The State Department spokesperson declined to discuss any evacuation specifics, saying only, on condition of anonymity that “every effort is made to protect our personnel and prepare for all contingencies at every U.S. mission around the world.” A former senior CIA official said, “There is always an evacuation or bug-out plan in place while operating in a war zone—in fact, it is a requirement.”
But there is little doubt about the aftermath of a quick exit. “If the Taliban were to win in Afghanistan...it would be a massive boost to the jihadist movement that has suffered heavy blows in Iraq and Syria,” said Jones. “This would be a huge boost, considering the historical significance of Afghanistan as the region where the jihad was, in part, born.” There are “indications,” he said, that Osama Bin Laden’s successor. Ayman al-Zawahiri, is “there already, or at least, has at least been in Afghanistan.”
Such nightmare scenarios may yet persuade Trump to back away again from abandoning Afghanistan completely, opting instead for a “lighter footprint” that relies far more on CIA or even private mercenary counterinsurgency operations as advocated by controversial Blackwater founder Erik Prince and others. According to the Woodward book, the CIA has a 3,000-strong force of Afghan fighters in the field.
But Trump is not the only party at the table. The Taliban has a major say about the future, too.

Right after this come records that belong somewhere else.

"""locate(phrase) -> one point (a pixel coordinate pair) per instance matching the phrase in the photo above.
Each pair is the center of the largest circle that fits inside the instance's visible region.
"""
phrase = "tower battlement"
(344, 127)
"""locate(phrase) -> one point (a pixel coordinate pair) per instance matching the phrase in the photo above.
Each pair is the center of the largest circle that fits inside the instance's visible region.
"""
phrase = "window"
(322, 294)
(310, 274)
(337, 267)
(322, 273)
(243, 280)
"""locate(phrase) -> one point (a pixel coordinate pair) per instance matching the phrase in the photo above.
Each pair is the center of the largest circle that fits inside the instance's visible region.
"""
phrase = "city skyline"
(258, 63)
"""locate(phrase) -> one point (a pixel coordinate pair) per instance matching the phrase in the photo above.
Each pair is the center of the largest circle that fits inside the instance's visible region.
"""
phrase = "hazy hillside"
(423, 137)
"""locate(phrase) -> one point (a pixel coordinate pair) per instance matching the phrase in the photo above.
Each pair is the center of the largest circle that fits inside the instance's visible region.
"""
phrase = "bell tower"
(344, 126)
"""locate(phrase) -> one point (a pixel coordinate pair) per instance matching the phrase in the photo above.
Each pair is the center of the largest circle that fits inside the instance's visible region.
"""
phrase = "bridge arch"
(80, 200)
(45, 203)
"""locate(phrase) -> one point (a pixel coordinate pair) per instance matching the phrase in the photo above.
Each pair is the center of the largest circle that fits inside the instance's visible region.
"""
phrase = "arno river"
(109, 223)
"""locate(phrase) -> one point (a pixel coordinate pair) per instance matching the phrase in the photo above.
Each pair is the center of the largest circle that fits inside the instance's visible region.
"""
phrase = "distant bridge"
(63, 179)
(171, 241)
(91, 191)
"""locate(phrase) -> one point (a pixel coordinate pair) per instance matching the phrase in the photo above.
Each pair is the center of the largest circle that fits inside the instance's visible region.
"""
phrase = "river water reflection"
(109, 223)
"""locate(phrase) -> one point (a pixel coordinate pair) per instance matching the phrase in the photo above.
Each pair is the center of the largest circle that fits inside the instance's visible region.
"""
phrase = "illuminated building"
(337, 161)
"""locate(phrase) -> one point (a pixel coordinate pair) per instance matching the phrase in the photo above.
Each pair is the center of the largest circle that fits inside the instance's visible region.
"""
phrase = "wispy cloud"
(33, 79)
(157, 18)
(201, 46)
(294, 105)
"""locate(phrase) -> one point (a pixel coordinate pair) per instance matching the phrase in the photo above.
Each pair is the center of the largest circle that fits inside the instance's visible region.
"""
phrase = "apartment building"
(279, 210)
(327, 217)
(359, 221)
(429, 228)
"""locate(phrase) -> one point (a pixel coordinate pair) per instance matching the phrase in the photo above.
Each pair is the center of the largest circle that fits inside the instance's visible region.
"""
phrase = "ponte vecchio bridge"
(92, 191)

"Insurgency experts agree that a stalemate is actually a victory for the rebels, especially when foreign powers are involved,” said Johnson. “And history suggests that a foreign power’s public usually will not support a bloody stalemate for an indefinite period of time.
“The Taliban knows this,” Johnson adds. “It’s fond of saying, ‘The Americans have the watches, but we have the time.’”
Correction: An earlier version of this story gave an incorrect last name for General Scott Miller, the new U.S. commander in Afghanistan.